Location: The Anatomy Rooms
Date: Thursday 25th May 17:00 to 20:30
17:00-18:00: Roundtable discussion on the future of higher education and the arts in a rapidly changing world with Erin Manning, Tim Ingold and Nuno Sacramento.
18:00-19:00 Drinks and Food
19:00-20:30 Talk: What Things Do When They Shape Each Other – The Way of the Anarchive, by Erin Manning

“Every method is a happy simplification,” writes Whitehead (1967: 221). The thing is, all accounting of experience travels through simplification – every conscious thought, but also, in a more minor sense, every tending toward a capture of attention, every gesture subtracted from the infinity of potential. And so a double-bind presents itself for those of us moved by the force of potential, of the processual, of the in-act. How to reconcile the freshness, as Whitehead might say, of processes underway with the weight of experience captured? How to reconcile force and form? Two shapes compose: “a shape of value and a shape of fact” (Whitehead 1968: 64). To conceptualise these compositions as shapes-in-the-making perhaps gives us a way to conceive a passage that includes the more-than of the forms coursing across processes. By way of the figure of the cuff, I will explore the emergent shaping of relational processes. This, I will suggest, is the way of the anarchive.

Please RSVP Alyson Millar (alysonmillar@abdn.ac.uk) if you will be attending.

Erin Manning holds a University Research Chair in Relational Art and Philosophy in the Faculty of Fine Arts at Concordia University (Montreal, Canada). She is also the director of the SenseLab, a laboratory that explores the intersections between art practice and philosophy through the matrix of the sensing body in movement. Her current art practice is centred on large-scale participatory installations that facilitate emergent collectivities. Current art projects are focused around the concept of minor gestures in relation to colour, movement and participation. Publications include Always More Than One: Individuation’s Dance (Duke UP, 2013), Relationscapes: Movement, Art, Philosophy (Cambridge, Mass.: MIT Press, 2009) and, with Brian Massumi, Thought in the Act: Passages in the Ecology of Experience (Minnesota UP, 2014) and The Minor Gesture (Duke UP, 2016).

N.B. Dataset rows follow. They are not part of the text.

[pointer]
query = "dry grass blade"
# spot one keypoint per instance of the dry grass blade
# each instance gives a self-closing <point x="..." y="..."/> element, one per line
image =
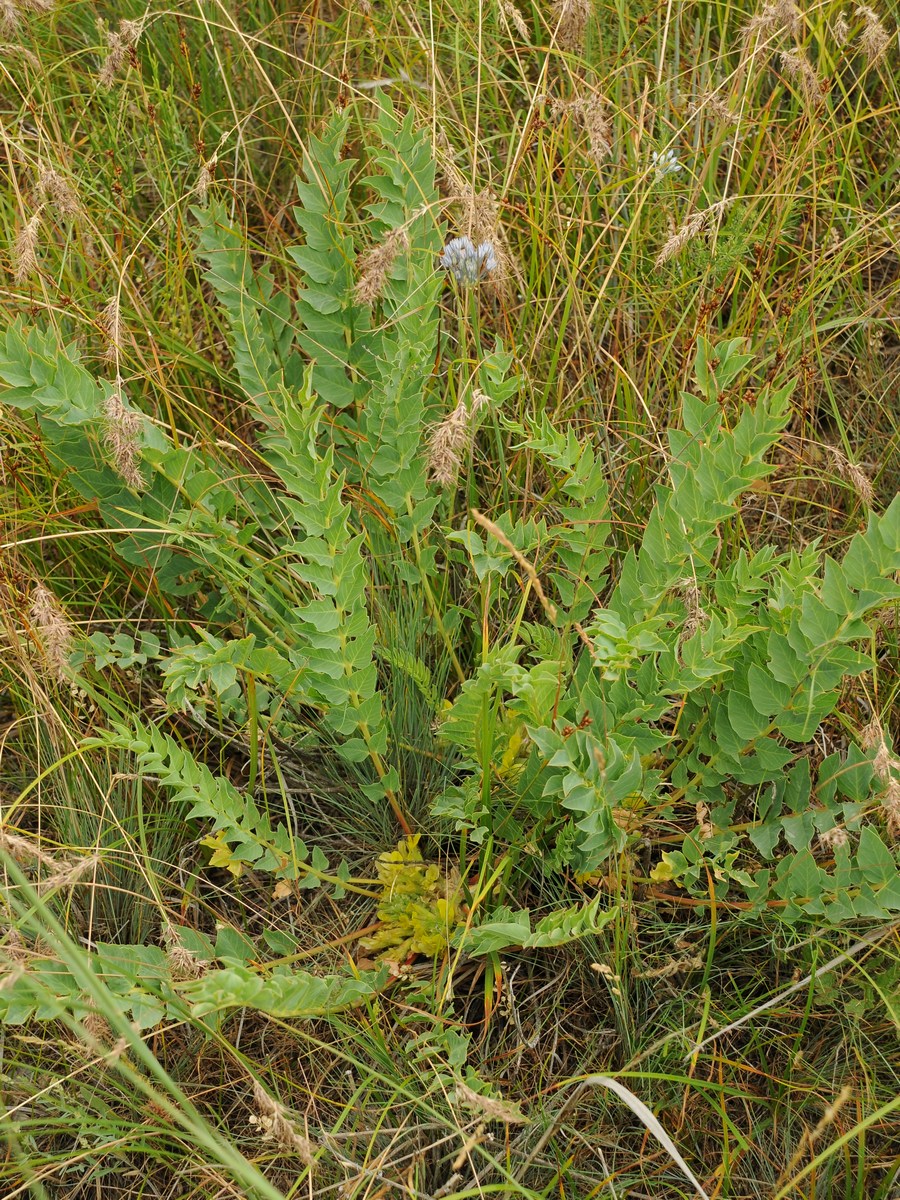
<point x="845" y="957"/>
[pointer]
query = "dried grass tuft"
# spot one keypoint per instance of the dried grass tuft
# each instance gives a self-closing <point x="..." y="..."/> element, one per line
<point x="375" y="265"/>
<point x="695" y="225"/>
<point x="853" y="474"/>
<point x="874" y="40"/>
<point x="53" y="629"/>
<point x="24" y="251"/>
<point x="123" y="438"/>
<point x="58" y="192"/>
<point x="275" y="1125"/>
<point x="571" y="19"/>
<point x="513" y="16"/>
<point x="798" y="69"/>
<point x="120" y="41"/>
<point x="592" y="117"/>
<point x="451" y="438"/>
<point x="891" y="808"/>
<point x="208" y="173"/>
<point x="489" y="1107"/>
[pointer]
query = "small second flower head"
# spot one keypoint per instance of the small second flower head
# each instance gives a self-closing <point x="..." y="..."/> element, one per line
<point x="468" y="263"/>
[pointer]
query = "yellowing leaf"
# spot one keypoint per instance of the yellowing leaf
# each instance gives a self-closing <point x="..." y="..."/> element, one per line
<point x="663" y="871"/>
<point x="222" y="855"/>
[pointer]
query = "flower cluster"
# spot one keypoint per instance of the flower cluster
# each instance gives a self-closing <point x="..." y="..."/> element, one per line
<point x="468" y="263"/>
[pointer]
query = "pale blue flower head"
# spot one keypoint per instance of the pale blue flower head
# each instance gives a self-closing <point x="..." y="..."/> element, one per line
<point x="468" y="263"/>
<point x="666" y="163"/>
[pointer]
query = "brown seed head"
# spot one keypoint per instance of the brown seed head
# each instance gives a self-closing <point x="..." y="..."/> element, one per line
<point x="375" y="265"/>
<point x="874" y="40"/>
<point x="24" y="251"/>
<point x="571" y="19"/>
<point x="53" y="630"/>
<point x="798" y="67"/>
<point x="123" y="438"/>
<point x="58" y="192"/>
<point x="275" y="1123"/>
<point x="511" y="15"/>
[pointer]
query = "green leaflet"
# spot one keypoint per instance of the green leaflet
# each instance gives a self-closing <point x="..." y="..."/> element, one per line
<point x="700" y="688"/>
<point x="238" y="821"/>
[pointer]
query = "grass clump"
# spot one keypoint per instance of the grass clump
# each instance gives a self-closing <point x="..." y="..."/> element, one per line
<point x="449" y="587"/>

Tim Ingold is Professor of Social Anthropology at the University of Aberdeen. He has carried out fieldwork among Saami and Finnish people in Lapland and has written on environment, technology and social organisation in the circumpolar North, on animals in human society, and on human ecology and evolutionary theory. His more recent work explores environmental perception and skilled practice. Ingold’s current interests lie on the interface between anthropology, archaeology, art and architecture. Tim leads the ERC-funded Knowing from the Inside project.

Nuno Sacramento was born in Maputo, Mozambique and has for the past seven years lived and worked in the North East of Scotland. He was the Director of Scottish Sculpture Workshop in Lumsden, between 2010 and 2016, and is now the Director of Peacock Visual Arts in Aberdeen. He is a graduate of the deAppel Curatorial Training Programme and also completed a PhD by practice in Visual Arts (Shadow Curating) at the School of Media Arts and Imaging, DJCAD, Dundee. He is currently developing ‘Deep Maps/geographies from below’, the WORM (Peacock’s new Project Room), and Free Press a youth-led publishing project. He is involved in research, project curation, writing and lecturing as well as all things concerned with the everyday running of small size arts organisations.